The 57-year-old gemologist and his mother live in the same building on different floors, and in July were separated by the strict lockdown, which was imposed on their building and eight other public housing towers.
Victorian ombudsman Deborah Glass is currently investigating the public housing lockdown, receiving 156 complaints and submissions by 28 August.
Mr Ahmed said they were reconsidering whether they wanted to remain living in Victoria after the way they were treated during the police search.
He said he felt he and his mother were singled out because of their ethnicity.
“I went in to my mum and she was shaking. Australia is the best country in the world. But this is not the country I thought it was.
“She has been here 29 years and now she’s not feeling safe. She is frightened. They talked to her like she is nothing.
“Melbourne does not feel like home now. The police abused their power. I don’t know why they are treating us like that."
In a statement provided to SBS News, police said that officers from Broadmeadows conducted the searches as part of an ongoing investigation into a number of incidents and a man has since been arrested and charged on “serious assault matters.”
The statement went on to say “police who attended were wearing full personal protection equipment, a requirement in their response to any jobs during the coronavirus pandemic. It also would not have been appropriate for operational police officers to remove their shoes."
The police response did not address questions about why Ms Ahmed's passport was photographed or whether there was a warrant for the searches.
Taina Lefort, a solicitor at Flemington and Kensington Community Legal Centre, said innocent family members should be treated with respect and without heavy-handed policing.
“That number of police officers going there without a search warrant. Why was a warrant not issued? It appears police didn’t have grounds for a warrant. And knowing that the mother had limited English, they went to the mother first,” Ms Lefort told SBS News.

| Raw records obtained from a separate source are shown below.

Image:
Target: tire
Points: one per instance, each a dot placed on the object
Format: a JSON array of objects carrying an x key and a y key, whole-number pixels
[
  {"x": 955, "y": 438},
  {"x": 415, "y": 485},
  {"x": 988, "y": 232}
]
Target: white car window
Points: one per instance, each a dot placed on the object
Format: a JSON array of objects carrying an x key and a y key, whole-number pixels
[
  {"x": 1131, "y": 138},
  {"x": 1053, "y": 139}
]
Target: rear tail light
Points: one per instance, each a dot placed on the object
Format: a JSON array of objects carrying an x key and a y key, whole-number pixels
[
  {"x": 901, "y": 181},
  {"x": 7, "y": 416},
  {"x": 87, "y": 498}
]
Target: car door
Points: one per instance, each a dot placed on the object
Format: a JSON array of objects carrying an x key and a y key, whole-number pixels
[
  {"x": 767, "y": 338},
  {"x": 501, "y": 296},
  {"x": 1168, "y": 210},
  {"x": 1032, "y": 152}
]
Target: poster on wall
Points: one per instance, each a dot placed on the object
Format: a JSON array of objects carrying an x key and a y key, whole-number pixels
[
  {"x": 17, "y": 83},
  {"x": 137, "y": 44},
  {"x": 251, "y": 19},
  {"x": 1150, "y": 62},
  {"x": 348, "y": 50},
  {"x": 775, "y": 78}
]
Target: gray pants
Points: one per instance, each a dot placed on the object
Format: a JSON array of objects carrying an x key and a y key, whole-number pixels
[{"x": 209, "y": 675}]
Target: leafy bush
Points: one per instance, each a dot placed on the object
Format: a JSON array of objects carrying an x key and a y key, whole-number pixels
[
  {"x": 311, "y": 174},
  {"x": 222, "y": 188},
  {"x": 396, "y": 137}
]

“Was the mother treated unfairly, or discriminated against because of her skin colour, because of her lack of English? We’ll be looking at whether there are elements of racial profiling and targeting.
"She was neither a suspect nor was there sufficient grounds for a warrant to be issued allowing for the collection of evidence," Ms Lefort added.
"It's difficult enough for these communities trying to get a sense of belonging. This type of behaviour has a significant impact on their sense of belonging."
Mr Ahmed said he and his mother are now considering lodging a formal police complaint.